Set the meter on Voltage (DC), do it again, hold one lead and touch the other to the grounded item, see how charged up you are. (If you see 10,000 volts, remember it’s static electricity–if it was 10,000 volts AC or DC, the current would be deadly.)
Set the meter on current, do it again, hold one lead, ground the other, and watch the momentary reading of current. Didn’t take any time for your static charge to drain off, did it?
Check a power outlet for voltage. An outlet has a charged lead, a return lead, and many have a neutral. Set the meter for AC and test between each combination of two. Is it 110 V or somewhat different? Which is the hot lead? It’s supposed to be at the smaller slot.
Note your meter leads can be handled so they don’t touch each other while testing the outlet. If they do you get a short which will blow the fuse, heat the leads, and may do other damage. Avoiding this is not just a matter of controlling your hands, you may need to take environment into account, ie your younger brother may bump you at the wrong moment, so you don’t give him the opportunity.
Use the DC to check batteries. Does a freshly dead battery have voltage? Does it supply any current worth mentioning? It may supply enough to give heat. I wouldn’t try the current test on a good battery, since basically you’d short it out and there would be too much heat.

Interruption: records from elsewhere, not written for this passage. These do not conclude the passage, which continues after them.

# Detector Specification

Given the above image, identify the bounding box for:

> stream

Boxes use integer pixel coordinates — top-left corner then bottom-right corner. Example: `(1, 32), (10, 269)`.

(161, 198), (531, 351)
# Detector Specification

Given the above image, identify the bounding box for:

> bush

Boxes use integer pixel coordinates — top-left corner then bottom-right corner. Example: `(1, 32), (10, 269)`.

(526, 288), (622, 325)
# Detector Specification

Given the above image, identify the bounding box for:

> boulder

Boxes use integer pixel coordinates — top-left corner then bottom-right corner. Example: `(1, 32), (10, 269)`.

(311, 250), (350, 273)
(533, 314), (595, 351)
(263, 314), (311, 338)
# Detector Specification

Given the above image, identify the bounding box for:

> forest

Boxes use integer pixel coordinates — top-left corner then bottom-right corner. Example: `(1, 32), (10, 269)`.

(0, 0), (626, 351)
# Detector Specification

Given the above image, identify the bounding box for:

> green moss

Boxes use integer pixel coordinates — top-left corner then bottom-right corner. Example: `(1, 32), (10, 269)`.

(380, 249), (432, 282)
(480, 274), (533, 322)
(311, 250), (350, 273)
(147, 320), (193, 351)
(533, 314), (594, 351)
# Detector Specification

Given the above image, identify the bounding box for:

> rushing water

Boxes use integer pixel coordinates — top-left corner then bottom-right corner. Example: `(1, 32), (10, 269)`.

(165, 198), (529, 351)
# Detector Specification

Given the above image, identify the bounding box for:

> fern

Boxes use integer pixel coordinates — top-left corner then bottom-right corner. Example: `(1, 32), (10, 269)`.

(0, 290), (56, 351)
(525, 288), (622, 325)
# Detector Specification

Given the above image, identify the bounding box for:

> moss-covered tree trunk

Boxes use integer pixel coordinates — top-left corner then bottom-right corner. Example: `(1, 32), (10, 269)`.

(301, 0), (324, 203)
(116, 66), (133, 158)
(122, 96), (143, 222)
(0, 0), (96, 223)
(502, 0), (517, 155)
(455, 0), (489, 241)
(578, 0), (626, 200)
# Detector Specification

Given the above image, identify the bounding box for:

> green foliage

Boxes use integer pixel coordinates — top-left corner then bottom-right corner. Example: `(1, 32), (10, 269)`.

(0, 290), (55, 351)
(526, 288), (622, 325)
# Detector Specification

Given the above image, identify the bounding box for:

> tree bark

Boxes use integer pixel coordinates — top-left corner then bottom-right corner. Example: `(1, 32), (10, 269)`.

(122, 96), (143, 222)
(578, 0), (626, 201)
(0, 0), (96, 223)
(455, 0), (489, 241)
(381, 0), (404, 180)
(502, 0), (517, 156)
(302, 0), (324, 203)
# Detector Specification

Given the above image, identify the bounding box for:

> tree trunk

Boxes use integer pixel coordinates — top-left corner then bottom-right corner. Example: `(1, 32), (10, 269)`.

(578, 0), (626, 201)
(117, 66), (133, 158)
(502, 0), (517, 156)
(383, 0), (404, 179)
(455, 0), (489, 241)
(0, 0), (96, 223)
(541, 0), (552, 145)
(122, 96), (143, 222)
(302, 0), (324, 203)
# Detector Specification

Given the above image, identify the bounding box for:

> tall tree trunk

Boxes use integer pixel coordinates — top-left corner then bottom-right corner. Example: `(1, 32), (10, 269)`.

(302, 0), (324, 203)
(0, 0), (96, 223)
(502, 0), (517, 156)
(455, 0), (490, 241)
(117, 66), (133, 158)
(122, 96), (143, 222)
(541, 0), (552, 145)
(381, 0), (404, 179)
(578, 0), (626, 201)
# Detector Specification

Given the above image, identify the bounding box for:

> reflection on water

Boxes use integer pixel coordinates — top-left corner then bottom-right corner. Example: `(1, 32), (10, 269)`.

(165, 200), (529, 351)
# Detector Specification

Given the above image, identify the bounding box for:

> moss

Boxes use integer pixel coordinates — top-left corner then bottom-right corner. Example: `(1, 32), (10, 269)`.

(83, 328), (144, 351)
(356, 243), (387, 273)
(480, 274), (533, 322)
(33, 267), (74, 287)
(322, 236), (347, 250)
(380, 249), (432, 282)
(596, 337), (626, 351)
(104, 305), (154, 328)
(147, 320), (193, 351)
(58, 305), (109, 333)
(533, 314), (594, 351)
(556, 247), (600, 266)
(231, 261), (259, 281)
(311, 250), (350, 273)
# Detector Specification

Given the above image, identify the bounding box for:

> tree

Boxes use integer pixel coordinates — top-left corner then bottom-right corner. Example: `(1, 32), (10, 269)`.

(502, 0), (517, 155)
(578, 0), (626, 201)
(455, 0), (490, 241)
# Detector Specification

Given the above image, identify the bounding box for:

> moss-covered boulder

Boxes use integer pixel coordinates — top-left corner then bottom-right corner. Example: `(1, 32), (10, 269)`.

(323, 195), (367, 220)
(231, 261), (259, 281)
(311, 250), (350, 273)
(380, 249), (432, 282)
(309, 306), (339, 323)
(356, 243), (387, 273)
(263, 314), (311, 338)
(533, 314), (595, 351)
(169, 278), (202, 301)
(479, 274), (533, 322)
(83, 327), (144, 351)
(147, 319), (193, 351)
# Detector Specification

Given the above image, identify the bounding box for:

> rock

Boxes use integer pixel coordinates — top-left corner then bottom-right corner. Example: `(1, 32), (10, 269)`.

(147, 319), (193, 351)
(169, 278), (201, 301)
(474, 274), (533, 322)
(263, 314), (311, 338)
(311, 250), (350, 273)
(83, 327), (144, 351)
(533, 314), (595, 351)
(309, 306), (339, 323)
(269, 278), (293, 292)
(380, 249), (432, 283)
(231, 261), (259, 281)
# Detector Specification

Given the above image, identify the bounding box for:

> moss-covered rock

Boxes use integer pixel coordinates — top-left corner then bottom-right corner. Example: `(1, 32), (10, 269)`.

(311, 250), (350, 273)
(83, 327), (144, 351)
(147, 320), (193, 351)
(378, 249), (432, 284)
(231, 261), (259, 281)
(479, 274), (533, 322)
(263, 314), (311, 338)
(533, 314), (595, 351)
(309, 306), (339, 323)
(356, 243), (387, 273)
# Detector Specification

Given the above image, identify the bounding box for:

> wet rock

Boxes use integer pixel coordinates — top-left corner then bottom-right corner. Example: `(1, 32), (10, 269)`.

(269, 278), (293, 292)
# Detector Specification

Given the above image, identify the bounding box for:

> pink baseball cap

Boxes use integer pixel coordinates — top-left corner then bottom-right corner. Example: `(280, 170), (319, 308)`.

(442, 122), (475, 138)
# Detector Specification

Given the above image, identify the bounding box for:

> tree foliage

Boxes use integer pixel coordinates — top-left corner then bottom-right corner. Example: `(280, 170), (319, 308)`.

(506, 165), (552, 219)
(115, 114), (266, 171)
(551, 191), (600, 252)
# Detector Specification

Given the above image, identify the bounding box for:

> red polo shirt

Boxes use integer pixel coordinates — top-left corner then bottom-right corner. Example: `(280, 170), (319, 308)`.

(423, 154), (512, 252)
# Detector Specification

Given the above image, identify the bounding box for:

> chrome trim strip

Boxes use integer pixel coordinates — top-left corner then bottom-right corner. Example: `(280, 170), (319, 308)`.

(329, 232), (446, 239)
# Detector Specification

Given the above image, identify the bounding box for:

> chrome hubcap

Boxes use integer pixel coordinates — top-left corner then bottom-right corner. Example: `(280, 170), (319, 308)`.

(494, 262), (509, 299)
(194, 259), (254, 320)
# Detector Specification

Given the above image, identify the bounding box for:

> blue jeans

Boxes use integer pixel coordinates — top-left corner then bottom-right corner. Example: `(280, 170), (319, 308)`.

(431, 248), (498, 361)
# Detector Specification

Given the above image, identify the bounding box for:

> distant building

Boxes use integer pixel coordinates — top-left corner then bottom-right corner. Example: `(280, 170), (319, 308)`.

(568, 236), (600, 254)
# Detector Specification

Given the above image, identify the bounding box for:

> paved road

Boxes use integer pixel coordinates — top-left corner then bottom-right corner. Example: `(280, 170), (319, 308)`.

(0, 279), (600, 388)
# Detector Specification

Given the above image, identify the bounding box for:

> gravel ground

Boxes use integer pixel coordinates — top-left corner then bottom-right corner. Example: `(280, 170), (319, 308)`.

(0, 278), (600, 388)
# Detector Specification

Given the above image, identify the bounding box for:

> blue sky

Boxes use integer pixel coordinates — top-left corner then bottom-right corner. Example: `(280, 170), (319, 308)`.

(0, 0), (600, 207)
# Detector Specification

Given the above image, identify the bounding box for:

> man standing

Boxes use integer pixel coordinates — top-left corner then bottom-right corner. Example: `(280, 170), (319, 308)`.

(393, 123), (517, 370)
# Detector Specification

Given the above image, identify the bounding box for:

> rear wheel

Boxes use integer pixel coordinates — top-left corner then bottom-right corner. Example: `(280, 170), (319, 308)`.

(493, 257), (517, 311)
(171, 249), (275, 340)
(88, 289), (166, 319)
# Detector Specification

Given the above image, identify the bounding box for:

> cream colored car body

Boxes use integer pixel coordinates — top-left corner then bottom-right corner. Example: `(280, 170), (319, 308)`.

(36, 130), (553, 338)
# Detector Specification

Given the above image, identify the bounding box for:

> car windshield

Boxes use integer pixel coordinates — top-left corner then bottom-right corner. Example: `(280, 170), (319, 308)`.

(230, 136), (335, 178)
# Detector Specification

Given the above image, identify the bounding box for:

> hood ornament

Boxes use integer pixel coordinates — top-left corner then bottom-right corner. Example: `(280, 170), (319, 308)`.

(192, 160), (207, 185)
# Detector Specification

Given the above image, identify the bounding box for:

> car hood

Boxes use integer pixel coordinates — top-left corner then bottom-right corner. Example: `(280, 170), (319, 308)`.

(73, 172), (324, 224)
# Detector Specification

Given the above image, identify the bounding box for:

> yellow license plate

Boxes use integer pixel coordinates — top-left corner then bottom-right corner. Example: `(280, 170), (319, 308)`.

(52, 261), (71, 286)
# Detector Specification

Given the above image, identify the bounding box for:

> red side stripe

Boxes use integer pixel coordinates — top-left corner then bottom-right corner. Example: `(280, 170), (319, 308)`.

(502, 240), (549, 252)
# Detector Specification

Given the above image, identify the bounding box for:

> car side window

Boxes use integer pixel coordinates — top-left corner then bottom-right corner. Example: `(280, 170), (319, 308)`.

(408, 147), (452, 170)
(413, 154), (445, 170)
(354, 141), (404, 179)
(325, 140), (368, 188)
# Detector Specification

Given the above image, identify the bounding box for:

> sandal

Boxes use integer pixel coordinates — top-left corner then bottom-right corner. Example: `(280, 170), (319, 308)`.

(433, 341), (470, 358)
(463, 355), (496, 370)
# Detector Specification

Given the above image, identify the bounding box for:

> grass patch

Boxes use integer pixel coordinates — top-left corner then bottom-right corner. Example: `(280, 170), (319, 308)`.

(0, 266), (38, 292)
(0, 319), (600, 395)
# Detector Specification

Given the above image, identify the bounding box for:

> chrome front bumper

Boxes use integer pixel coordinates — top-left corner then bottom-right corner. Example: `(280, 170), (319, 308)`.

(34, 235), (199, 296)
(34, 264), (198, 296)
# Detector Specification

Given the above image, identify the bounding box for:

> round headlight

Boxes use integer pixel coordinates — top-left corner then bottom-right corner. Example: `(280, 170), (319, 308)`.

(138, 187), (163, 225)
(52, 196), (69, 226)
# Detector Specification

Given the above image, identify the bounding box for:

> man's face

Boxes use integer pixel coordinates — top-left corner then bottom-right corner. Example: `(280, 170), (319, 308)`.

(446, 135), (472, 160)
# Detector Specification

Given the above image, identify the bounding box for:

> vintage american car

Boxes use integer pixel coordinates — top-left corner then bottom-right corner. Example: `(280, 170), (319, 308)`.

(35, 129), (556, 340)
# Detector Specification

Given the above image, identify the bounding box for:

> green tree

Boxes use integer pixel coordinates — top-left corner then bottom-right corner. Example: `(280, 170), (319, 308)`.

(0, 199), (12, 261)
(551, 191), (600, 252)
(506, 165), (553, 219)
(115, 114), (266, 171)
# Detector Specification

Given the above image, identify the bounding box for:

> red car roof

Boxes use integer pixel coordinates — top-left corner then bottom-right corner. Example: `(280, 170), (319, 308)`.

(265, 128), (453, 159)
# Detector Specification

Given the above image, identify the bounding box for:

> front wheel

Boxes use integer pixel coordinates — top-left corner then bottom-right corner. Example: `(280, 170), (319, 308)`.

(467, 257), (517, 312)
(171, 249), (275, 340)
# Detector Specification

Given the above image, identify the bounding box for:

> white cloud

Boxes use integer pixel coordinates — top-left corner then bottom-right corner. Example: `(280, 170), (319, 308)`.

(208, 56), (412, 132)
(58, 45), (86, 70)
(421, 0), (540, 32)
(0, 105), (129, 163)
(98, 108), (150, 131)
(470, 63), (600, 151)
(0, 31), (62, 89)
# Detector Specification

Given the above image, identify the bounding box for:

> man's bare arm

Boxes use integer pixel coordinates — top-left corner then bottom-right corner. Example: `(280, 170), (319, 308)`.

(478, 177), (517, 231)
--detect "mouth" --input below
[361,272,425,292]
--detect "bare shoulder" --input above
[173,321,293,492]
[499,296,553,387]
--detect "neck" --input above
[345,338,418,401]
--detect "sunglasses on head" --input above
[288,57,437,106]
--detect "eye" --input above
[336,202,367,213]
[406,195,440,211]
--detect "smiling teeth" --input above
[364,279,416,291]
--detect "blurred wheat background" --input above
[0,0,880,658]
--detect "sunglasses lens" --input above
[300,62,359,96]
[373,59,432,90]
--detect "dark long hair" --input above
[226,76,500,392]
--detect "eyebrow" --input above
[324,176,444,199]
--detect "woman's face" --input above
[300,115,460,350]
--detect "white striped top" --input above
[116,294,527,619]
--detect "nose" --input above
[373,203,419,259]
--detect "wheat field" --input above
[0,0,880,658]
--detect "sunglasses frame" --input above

Set it to ohms and see how much resistance there is in metal, cantaloupe, etc. See how much resistance there is in one inch of dry skin vs. one inch of sweaty skin. You have just invented the lie detector. Try tap water vs. water with salt in it (the salt dissolves into ions with charges, so current can pass using the ions).
See what you see. And if it’s the least bit interesting, get a book or a mentor and learn the fundamentals.